User generates image in Imagen 3/4

STAGE B - Veo 3 Motion:

[Image uploaded to Veo 3]

Action: Vendor turns head slowly toward camera, slight smile
Camera: Slow dolly in from wide to medium close-up
Audio: Street ambience, distant traffic, vendor humming melody

[Validates: Motion achievable, camera respects composition]

✅ VEO 3 IMAGE-TO-VIDEO PROMPT:
"From this still image: Vendor turns head slowly toward camera, 
slight smile forming. Slow dolly in from wide establishing to 
medium close-up over 8 seconds. Jakarta street ambience with 
distant traffic, motorbike sounds, vendor humming traditional 
Indonesian melody.
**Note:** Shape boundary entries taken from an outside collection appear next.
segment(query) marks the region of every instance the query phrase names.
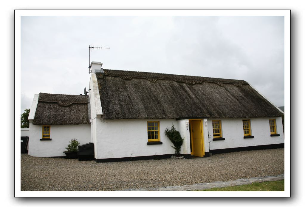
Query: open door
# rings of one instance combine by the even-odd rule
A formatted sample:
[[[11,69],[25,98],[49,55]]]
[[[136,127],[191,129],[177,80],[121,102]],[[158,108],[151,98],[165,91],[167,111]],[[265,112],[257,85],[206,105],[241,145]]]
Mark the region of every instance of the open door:
[[[194,156],[203,157],[204,155],[202,121],[201,120],[190,120],[191,126],[191,147]]]

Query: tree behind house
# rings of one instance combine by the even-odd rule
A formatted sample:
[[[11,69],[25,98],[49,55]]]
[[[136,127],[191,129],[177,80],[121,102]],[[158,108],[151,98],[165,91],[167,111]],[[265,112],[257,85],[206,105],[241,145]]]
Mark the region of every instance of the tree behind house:
[[[20,116],[20,128],[30,128],[30,122],[27,120],[30,113],[30,109],[26,109]]]

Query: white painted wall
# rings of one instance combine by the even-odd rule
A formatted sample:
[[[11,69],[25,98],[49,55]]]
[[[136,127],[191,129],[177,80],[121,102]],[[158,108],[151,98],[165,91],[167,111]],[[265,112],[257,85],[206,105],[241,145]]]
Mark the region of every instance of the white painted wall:
[[[163,144],[147,145],[148,121],[160,121],[160,141],[163,142]],[[175,150],[170,146],[173,145],[172,143],[164,134],[166,127],[170,128],[172,123],[178,130],[179,127],[175,119],[102,120],[101,121],[100,119],[97,119],[96,145],[98,150],[95,154],[95,158],[174,153]]]
[[[280,136],[270,136],[269,126],[269,119],[275,118],[277,133]],[[250,119],[251,135],[253,138],[244,139],[242,126],[242,119]],[[242,147],[264,145],[284,143],[282,118],[252,118],[245,119],[226,118],[220,119],[221,121],[221,129],[223,140],[213,141],[213,130],[212,120],[217,119],[208,119],[207,129],[211,139],[210,139],[210,149],[217,149]],[[205,142],[208,140],[207,133],[205,136]]]
[[[20,135],[21,136],[30,136],[29,128],[20,128]]]
[[[66,156],[63,152],[71,139],[76,138],[80,143],[90,142],[90,124],[51,125],[51,140],[41,141],[42,125],[30,123],[29,155],[34,157]]]
[[[176,128],[180,132],[181,137],[183,139],[183,143],[181,146],[180,153],[181,154],[191,154],[190,142],[189,126],[187,127],[186,122],[188,119],[182,119],[177,121],[178,127]]]

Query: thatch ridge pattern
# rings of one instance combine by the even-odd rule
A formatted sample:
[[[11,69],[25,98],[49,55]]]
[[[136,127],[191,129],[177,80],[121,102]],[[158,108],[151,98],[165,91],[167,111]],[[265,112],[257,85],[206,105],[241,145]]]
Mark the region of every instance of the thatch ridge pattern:
[[[125,80],[134,78],[145,78],[154,83],[158,79],[168,80],[191,85],[200,84],[204,82],[212,82],[221,86],[224,83],[233,84],[239,87],[241,87],[243,85],[249,85],[247,82],[240,80],[108,69],[104,69],[103,70],[103,73],[99,73],[100,77],[103,75],[113,76],[120,77]]]
[[[96,74],[104,119],[283,115],[244,81],[231,80],[228,83],[229,79],[220,79],[109,70],[104,72]],[[148,78],[158,81],[153,82]]]
[[[40,93],[33,124],[89,124],[88,101],[85,96]]]

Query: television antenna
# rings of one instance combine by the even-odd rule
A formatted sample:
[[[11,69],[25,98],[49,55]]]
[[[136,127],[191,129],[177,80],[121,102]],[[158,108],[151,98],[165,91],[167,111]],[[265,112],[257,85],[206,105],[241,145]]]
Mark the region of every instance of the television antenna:
[[[90,47],[90,45],[89,45],[89,67],[88,67],[89,68],[89,73],[91,72],[92,71],[91,70],[91,66],[90,65],[90,49],[110,49],[110,47]]]

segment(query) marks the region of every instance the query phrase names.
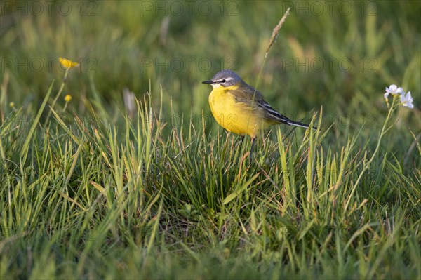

Maintain golden hour lighting, warm atmosphere, 
and Science SARU aesthetic from image."

Tips for Using ARCH-V

Choose the right path:

  • Path 1 faster for straightforward videos
  • Path 2 better for complex visual compositions or when you need perfect still first

Be specific early:

  • Detailed subject descriptions help ARCH-V guide you better
  • Vague inputs → more back-and-forth questions

Trust the validation:

  • PROMPT-LOCKED means real conflicts exist
  • Suggested fixes based on proven patterns
  • Resolve conflicts before generating

Use skill references:

  • ARCH-V will load appropriate skills automatically
  • You can reference them directly for inspiration
  • Cross-skill integration is intentional

Iterate progressively:

  • Start with minimum viable (4 blocks for long prompts)
  • Add detail as needed
  • ARCH-V guides what's optional vs mandatory

Technical Notes

Token Efficiency:

  • ARCH-V itself: ~2,000 tokens
  • Loads reference skills on-demand only
  • Total system: ~8,600 tokens vs ~15,000 monolithic
  • 43% token savings with full capability

Skill Integration:

  • All 5 reference skills work together seamlessly
  • Cross-references validated automatically
  • No duplication between skills

Progressive Disclosure:

  • ARCH-V SKILL.md loaded when user asks for video prompts
  • Reference skills loaded based on path/choices
  • Optimal token usage throughout workflow

Quick Start

For beginners: Let ARCH-V guide you with questions

For experienced users: Specify path and prompt type upfront:

  • "Text-to-video short prompt for product shot"
  • "Image-to-video, create Imagen prompt first for portrait"

For complex projects: Use Path 2 with long motion prompts for maximum control

ARCH-V adapts to your workflow preference!